Oral Guarantees and the Leading Object Rule

April 17, 2015 in Creditors Rights, Ohio Courts by Brad Council

In the matter of Willoughby Supply Company v. Robert Inghram, the Ohio Eleventh District Court of Appeals affirmed a decision upholding an owner’s oral guaranty of a corporate debt through the application of the leading object rule.

In the case Robert Inghram was the owner and sole shareholder of a business.  In his dealings with Willoughby Supply the business filled out a credit application and a personal guaranty.  Mr. Inghram denied signing the guaranty and through the course of the trial it was discovered that the guarantee was likely signed by one of his employees.  However, evidence also showed that, in a phone call with Willoughby Supply, Mr.

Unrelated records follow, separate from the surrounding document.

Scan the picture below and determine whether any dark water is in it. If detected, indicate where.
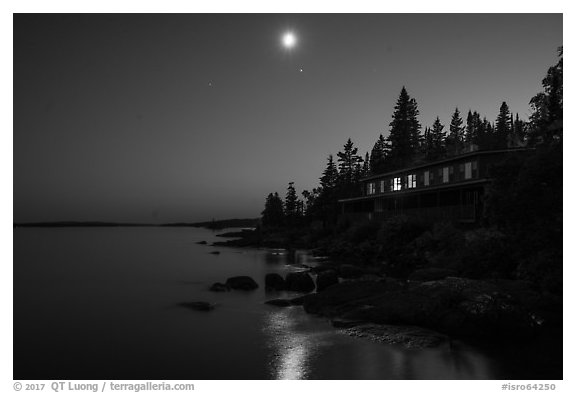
[14,228,561,380]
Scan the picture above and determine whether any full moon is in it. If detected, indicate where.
[282,31,296,49]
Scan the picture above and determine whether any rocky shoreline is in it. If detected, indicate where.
[189,233,562,348]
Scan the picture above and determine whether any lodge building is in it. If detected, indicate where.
[338,148,531,223]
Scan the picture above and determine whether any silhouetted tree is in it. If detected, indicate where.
[284,182,299,223]
[509,113,526,146]
[424,117,446,161]
[370,134,388,174]
[337,138,362,196]
[493,101,512,149]
[446,108,465,155]
[262,192,284,227]
[386,87,420,169]
[464,110,482,148]
[362,152,370,177]
[528,47,564,145]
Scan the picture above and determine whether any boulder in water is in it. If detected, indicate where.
[210,282,230,292]
[265,273,286,291]
[226,276,258,291]
[178,302,214,311]
[286,272,316,292]
[316,270,338,292]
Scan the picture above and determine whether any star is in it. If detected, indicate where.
[282,31,297,49]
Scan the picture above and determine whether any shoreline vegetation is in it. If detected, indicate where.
[213,48,563,352]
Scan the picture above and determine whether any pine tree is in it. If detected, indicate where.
[338,138,362,196]
[494,101,512,149]
[386,87,420,169]
[284,182,298,221]
[446,108,465,155]
[528,47,564,145]
[426,116,446,161]
[512,113,526,146]
[362,152,370,177]
[262,192,284,227]
[370,134,388,174]
[320,154,338,191]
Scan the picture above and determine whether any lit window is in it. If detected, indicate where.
[368,183,376,195]
[464,162,472,179]
[406,175,416,188]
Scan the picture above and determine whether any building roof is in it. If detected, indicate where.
[338,179,490,202]
[360,147,534,181]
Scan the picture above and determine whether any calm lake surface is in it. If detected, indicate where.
[14,228,562,380]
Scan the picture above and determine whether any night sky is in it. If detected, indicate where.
[14,14,562,222]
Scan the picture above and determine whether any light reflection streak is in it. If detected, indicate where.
[264,308,315,379]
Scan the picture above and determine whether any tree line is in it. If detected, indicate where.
[262,47,563,227]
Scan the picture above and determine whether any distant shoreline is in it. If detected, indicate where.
[13,218,260,229]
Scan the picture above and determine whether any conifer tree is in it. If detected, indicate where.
[512,113,526,146]
[370,134,388,174]
[284,182,298,221]
[528,47,564,145]
[386,87,420,169]
[361,152,370,177]
[446,108,465,155]
[426,116,446,161]
[338,138,362,196]
[320,154,338,191]
[494,101,512,149]
[262,192,284,227]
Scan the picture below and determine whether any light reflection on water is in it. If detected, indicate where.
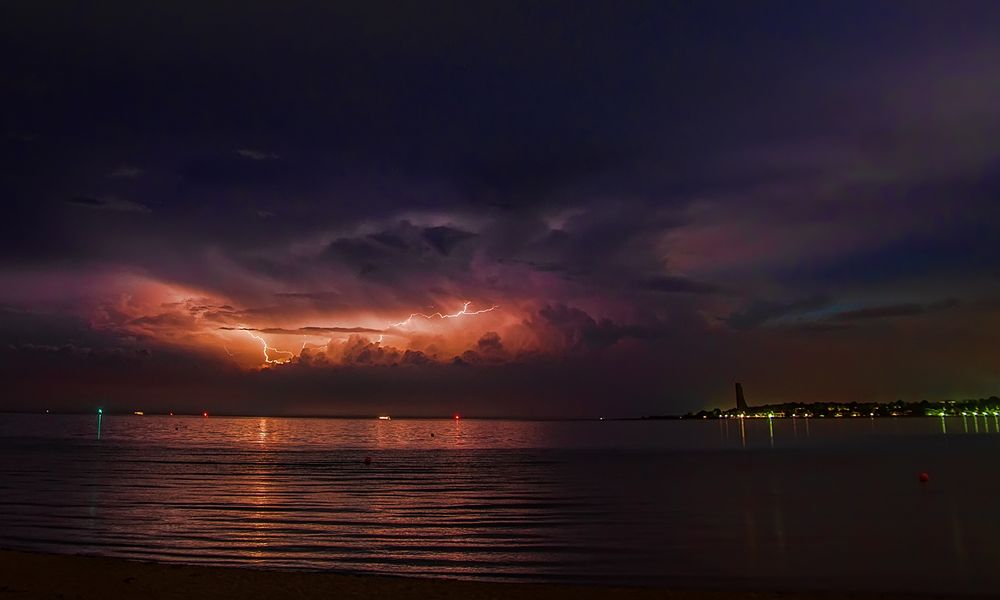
[0,415,1000,592]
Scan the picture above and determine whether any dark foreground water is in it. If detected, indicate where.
[0,415,1000,592]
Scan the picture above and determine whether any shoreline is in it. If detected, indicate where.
[0,550,977,600]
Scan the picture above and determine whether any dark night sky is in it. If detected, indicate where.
[0,1,1000,416]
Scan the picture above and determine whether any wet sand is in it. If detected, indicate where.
[0,550,969,600]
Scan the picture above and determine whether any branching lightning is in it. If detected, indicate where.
[388,302,500,329]
[235,302,500,365]
[240,329,295,365]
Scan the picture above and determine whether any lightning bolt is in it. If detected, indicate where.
[235,302,500,365]
[240,328,295,365]
[387,302,500,329]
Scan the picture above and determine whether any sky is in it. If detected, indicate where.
[0,0,1000,417]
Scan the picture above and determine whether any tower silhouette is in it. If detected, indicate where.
[736,381,750,411]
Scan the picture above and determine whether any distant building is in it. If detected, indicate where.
[736,382,750,412]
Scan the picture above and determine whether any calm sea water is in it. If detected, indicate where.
[0,415,1000,592]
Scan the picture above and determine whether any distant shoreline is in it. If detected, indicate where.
[0,550,969,600]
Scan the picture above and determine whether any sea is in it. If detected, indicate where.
[0,414,1000,593]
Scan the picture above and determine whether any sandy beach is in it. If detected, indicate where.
[0,551,969,600]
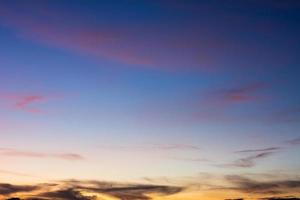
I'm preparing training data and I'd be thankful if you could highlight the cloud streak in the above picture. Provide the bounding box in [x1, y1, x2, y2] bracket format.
[0, 148, 85, 161]
[226, 175, 300, 194]
[0, 180, 183, 200]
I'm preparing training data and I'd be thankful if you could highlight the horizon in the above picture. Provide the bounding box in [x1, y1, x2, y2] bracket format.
[0, 0, 300, 200]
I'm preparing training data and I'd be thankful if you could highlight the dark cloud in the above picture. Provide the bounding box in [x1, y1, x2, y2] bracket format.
[0, 183, 39, 195]
[0, 180, 184, 200]
[226, 175, 300, 194]
[217, 152, 274, 168]
[39, 188, 96, 200]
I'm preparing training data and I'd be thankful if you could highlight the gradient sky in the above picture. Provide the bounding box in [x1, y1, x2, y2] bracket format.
[0, 0, 300, 200]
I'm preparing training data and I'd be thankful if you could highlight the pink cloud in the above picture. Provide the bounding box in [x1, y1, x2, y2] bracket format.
[0, 148, 84, 161]
[0, 4, 223, 71]
[0, 93, 49, 114]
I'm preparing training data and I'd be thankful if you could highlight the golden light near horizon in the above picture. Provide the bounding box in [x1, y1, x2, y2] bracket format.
[0, 0, 300, 200]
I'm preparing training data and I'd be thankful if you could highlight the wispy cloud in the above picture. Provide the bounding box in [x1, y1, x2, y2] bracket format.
[235, 147, 282, 153]
[286, 138, 300, 145]
[226, 175, 300, 194]
[206, 82, 268, 106]
[0, 93, 49, 114]
[99, 144, 201, 151]
[0, 148, 84, 161]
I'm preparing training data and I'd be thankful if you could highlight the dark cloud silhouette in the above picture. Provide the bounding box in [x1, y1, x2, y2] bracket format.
[0, 183, 39, 195]
[216, 152, 274, 168]
[226, 175, 300, 194]
[0, 180, 184, 200]
[39, 188, 96, 200]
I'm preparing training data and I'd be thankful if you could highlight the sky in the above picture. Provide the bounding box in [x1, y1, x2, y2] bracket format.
[0, 0, 300, 200]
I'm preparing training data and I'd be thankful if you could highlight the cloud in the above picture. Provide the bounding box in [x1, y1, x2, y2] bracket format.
[286, 138, 300, 145]
[39, 188, 96, 200]
[216, 152, 274, 168]
[0, 93, 49, 114]
[226, 175, 300, 194]
[99, 144, 200, 151]
[14, 95, 47, 113]
[0, 148, 84, 161]
[208, 82, 267, 105]
[235, 147, 281, 153]
[0, 183, 39, 195]
[260, 197, 300, 200]
[1, 180, 183, 200]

Inghram orally acknowledged the personal guarantee.  The trial court found this acknowledgment to be a ratification of the guarantee and applied the leading object rule as an exception to the Statute of Frauds and enforced the guarantee.

Ohio follows the leading object rule as an exception to the Statute of Frauds.  The leading object rule provides that oral contracts by third parties guaranteeing another’s debt are not within the Statute of Frauds, if the guarantor’s principal purpose is to benefit his or her own business or pecuniary interest.

In this case Inghram argued that the promise of a stockholder to pay the debts of a corporation remains within the Statute of Frauds.  However, the Court found that where the promisor owns all, or substantially all, of the stock in the corporation, and is transacting his business in its name for personal convenience, there is sufficient consideration running to him personally to take it out of the statute.    The Court found that as the sole owner, Inghram clearly benefited from the agreement.

Concurring in the judgment, Judge Timothy Cannon notes that the doctrine of equitable estoppel would also apply to the case at hand.  Equitable estoppel provides relief where one party induces another to believe certain facts are true and the other party changes his position in reasonable reliance to his detriment on those facts.  By orally confirming that he signed the guarantee, inducing Willoughby Supply to extend credit, Inghram was estopped from later arguing that the signature was not valid.